The risks are significant, as occurs in any bet on the cutting edge. Execution challenges, market timing uncertainties, and competitive dynamics could impact returns. The scale of commitments—particularly the $30 billion OpenAI stake and $500 billion Stargate infrastructure project—introduces operational complexity and capital intensity that will test the organization's capabilities.
However, for investors seeking exposure to the "brains" and beating heart of the new digital economy, SoftBank remains a central piece to watch in the coming years and beyond. The company's unique combination of financial resources, strategic vision, operational portfolio, and willingness to make concentrated bets positions it as a potentially transformative force in the AI era. Whether this latest strategic pivot will join Alibaba in SoftBank's hall of legendary investments, or serve as another cautionary tale, will likely become clear over the next several years as these ambitious initiatives progress from capital deployment to revenue generation and value realization.
SoftBank exited Nvidia to reallocate capital toward AI large models. By adding 22.5 billion dollars to OpenAI, SoftBank aims for deeper participation in the AI ecosystem and expects higher future returns from generative AI leadership.
SoftBank achieved major successes with Yahoo and Alibaba investments, though Vision Fund faced 27 billion dollar losses including WeWork's 14 billion dollar writedown. Recent wins include Arm Holdings valuation reaching 120 billion dollars, and now leads OpenAI funding at 40 billion dollars.
This reflects a shift toward balanced tech growth across AI, chips, and emerging sectors. Focus moves from pure hardware to applications and infrastructure. Highlights include AI foundational development, commercial spaceflight breakthroughs, and quantum computing potential. The trend emphasizes early-stage ecosystem maturity and multi-sector opportunities beyond algorithm optimization alone.
SoftBank invested 30 billion USD in OpenAI, making it the largest single investor. With OpenAI valued at 500 billion USD, SoftBank's investment significantly exceeds contributions from other investors.
OpenAI offers higher growth potential in AI leadership but faces technology execution risks and competition. Nvidia provides stable returns from chip demand, but growth may be limited by semiconductor market cycles. OpenAI's long-term valuation depends on commercializing AI breakthroughs.

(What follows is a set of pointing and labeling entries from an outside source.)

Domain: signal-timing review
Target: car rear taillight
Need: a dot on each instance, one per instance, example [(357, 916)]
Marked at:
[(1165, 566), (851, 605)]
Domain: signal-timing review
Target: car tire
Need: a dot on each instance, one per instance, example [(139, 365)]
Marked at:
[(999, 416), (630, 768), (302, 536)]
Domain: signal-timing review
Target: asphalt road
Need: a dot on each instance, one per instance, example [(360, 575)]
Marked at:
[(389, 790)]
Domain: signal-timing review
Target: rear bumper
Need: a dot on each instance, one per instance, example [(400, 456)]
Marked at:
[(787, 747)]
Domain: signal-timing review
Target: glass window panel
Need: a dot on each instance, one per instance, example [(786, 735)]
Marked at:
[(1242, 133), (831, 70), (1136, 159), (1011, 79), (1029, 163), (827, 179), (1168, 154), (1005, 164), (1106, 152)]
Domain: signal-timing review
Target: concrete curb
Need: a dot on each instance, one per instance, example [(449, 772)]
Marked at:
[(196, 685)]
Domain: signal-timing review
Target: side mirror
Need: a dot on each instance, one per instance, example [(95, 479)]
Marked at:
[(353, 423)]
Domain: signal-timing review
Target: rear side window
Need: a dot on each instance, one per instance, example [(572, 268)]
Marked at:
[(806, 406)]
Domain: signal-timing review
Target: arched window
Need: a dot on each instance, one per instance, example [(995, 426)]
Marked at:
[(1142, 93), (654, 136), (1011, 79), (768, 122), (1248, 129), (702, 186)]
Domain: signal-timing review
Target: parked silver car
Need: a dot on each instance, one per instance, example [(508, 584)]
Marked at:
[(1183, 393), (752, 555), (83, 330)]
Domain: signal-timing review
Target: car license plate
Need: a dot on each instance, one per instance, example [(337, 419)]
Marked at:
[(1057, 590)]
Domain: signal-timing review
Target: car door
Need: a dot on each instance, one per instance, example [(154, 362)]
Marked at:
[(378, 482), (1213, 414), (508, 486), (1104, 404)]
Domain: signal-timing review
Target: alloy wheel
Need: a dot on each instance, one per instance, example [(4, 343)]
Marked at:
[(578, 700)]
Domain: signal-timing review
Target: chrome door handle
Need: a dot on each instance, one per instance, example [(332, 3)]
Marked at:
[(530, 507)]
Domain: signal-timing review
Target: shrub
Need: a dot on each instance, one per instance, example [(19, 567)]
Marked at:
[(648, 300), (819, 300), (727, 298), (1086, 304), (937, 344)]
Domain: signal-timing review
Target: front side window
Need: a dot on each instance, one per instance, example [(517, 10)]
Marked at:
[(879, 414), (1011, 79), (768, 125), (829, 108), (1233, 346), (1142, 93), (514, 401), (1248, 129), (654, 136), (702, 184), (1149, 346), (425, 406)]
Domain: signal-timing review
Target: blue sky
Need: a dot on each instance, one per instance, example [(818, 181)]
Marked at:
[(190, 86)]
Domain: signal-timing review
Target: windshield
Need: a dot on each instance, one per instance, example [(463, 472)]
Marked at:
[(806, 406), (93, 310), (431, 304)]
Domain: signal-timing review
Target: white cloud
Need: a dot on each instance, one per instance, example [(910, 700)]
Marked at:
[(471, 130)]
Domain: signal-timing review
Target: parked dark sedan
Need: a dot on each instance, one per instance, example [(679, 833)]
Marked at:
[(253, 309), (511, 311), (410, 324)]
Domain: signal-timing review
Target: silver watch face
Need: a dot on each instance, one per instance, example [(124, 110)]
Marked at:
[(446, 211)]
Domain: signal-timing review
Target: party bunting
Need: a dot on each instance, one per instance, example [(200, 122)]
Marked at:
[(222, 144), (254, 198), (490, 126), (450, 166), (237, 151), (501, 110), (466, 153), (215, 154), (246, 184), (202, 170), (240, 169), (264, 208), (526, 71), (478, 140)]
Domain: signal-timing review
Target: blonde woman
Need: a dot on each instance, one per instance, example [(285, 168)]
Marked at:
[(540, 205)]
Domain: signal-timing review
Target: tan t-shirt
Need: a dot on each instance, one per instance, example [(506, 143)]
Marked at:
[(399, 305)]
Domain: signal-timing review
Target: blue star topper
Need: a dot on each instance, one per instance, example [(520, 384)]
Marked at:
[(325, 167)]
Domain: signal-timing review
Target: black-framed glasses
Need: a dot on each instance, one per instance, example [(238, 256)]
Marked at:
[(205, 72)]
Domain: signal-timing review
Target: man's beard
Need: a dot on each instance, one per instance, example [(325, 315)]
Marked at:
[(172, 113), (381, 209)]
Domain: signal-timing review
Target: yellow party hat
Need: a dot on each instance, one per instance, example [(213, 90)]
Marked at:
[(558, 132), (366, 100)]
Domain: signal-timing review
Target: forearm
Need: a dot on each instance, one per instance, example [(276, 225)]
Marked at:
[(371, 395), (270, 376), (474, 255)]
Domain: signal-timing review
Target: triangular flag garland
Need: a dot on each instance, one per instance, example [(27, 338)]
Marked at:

Yes. SoftBank's track record of transforming major bets—from Alibaba to ARM—demonstrates strong execution capability. Its strategic pivot toward AI platforms and infrastructure, combined with operational leverage across telecom and logistics assets, suggests OpenAI investment could generate substantial long-term returns, potentially driving SoftBank stock to 72-80 USD within 12 months.
As of January 2026, OpenAI's valuation could reach approximately 830 billion USD. The company demonstrates strong commercial prospects driven by massive scaling expansion and growing revenue streams. Its business model shows significant investment potential with robust growth trajectory.
SoftBank's exit from Nvidia reduces high-risk asset allocation, potentially enhancing overall portfolio stability. The capital will be reallocated to optimize risk management and diversify investments toward emerging sectors like AI and technology innovation.